中学受験用の問題集や参考書には,とても詳しく分厚い本もある。
だが,その本は必要だろうか?
雑学王を目指すならばあっても良いだろうけども,重要なポイントがぼやけるというデメリットを補って余りあるメリットを見出せるのだろうか?
必要なもの
入試では,志望校が決まっておれば,その志望校の出題傾向を調べることが先決だ。
広大附属福山中入試のように,教科書準拠の入試ではなおさらだ。
例:「星と星座」
具体例を出そう。
例えば,理科の地学分野,中でも「星と星座」の単元では出題される内容が非常に限られている。
実際に理科の教科書で確認してみてほしい。
「星と星座」にあたるのは,小学4年生の「夏の星」「冬の星」の2つの単元のみで,合計してもたった10ページしかない。
その中にはいくつかの星座と1等星,そして北極星などが書かれているが,すべてをあわせても,覚える項目は20個程度だ。
私の授業で使うプリントも,↓のようなものだけだ。
もちろん使い方は授業で説明するが,これだけで事足りる。
手を広げるよりも,これを繰り返して自分のものにすることに時間を使うのが良い。
(むしろ,「おおいぬ座」「こいぬ座」に関しては,削除するか検討しても良いくらいだ。
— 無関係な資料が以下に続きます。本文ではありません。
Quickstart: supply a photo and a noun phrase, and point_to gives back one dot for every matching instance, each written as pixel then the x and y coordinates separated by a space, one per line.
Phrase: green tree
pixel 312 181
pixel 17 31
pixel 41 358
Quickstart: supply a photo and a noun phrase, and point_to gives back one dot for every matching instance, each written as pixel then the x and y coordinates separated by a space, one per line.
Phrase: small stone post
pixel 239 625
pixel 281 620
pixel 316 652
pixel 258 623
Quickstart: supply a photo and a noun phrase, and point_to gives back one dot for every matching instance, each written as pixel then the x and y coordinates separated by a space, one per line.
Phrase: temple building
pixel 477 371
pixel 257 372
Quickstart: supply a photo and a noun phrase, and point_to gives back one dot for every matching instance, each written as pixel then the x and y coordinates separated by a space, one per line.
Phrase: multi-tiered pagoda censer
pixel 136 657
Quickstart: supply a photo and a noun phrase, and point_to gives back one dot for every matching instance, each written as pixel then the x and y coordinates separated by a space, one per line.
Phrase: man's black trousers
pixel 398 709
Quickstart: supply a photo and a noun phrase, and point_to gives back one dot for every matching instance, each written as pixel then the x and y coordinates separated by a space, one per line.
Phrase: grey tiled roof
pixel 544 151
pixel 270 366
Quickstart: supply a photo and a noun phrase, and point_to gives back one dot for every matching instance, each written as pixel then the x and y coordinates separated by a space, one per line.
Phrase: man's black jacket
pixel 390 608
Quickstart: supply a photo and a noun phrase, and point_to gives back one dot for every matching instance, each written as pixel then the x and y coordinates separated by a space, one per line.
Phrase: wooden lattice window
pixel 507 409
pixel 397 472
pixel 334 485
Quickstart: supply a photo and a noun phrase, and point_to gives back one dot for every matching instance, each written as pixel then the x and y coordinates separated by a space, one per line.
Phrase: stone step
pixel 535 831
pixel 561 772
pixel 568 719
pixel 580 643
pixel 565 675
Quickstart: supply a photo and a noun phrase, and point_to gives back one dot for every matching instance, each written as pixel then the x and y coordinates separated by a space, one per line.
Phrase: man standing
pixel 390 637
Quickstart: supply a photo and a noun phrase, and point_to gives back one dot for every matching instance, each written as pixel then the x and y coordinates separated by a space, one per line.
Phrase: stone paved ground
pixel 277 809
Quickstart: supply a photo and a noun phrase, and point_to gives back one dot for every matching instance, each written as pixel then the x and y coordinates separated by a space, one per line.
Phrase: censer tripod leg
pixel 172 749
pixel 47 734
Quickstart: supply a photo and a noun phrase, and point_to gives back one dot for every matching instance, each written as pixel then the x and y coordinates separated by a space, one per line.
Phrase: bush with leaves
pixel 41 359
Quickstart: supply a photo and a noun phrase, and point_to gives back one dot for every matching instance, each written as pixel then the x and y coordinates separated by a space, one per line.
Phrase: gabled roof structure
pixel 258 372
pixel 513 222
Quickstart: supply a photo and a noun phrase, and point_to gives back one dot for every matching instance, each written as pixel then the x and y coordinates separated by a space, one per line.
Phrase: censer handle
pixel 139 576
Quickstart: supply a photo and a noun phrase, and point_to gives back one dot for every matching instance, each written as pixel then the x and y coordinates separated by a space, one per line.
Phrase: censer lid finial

2020年度の教科書改訂を見てから検討しようとは思うが…。)
だけど,全国の中学入試では,教科書範囲を逸脱した,知識偏重の入試がたくさん実施されるため,ふつうの中学受験用の問題集では,もっとたくさんの暗記を強制せざるを得ないところだ。
例えば,春の星と星座として「レグルス」や「しし座」など,秋の星座として「ペガスス座」などを基本の暗記として扱う教材は多い。
もちろん暗記していつでも取り出すことができるようになるのであれば問題ないが,絞れるところは絞っておいたほうが,モチベーションの面でのメリットが大きいし,何より部屋に貼っておいて日々確認できる程度の量にしたほうが良い。
大人からすると,「覚えればいいんだよ!」と言いたくなるかもしれないが,じゃあ自分がやるとなると,「ま,まぁその単元だけならなんとか…」程度になってしまう。
入試に出るのはこの単元だけではないのだ。
天体に限定しても,他にも「星の動き」「月」「太陽系」,…まだまだ学習すべき単元がある。
我々塾講師は,仕事柄暗記する必要があるから暗記しているものの,仕事としてやっていない人に「無意味な膨大な範囲の暗記」を強要するのはデメリットのほうが大きいだろう。
6年生の夏休みまで・秋口から
とはいえ,6年生の夏休みまでは,どこを受験する可能性も見据えて手を広げた学習を推奨する。
カンペキにする必要はないが,「一度学習した状態にしておく」ことが子どもにとって大切なのだ。
なぜなら6年生の後半になって,いざ志望校が増えた!となったときに,「初めて学習する」のと「ぼんやりだけど一度は学習したことがある」のとでは雲泥の差だからだ。
一度インプットしたことのある情報を改めて取り出す練習をするのと,新しくインプットしてからさらに取り出す練習をするのとでは,かかる時間も大きく異なる。
こういった流れを想定して学習しておれば,6年生の秋口からのいちばん伸びる時期に広大附属福山中入試で必要なところに絞って学習し,受験直前になって他校の対策をすれば事足りる…という状況に持ち込める。
つまり,「手を広げすぎない」のは秋口の学習の方向性を絞ってからだ。
まとめ
6年生の夏休みまでは,一般的な受験学習をするのが推奨される。
(と言いつつ,私の授業では一般的な学習中にも重要ポイントは広大附属福山中入試にフォーカスする。)
6年生の秋口からは,学習の方向性を絞り,志望校に特化した学習内容に切り替える。
6年生の冬は,受験校がいくつかある場合には,直前に対策をすれば事足りる。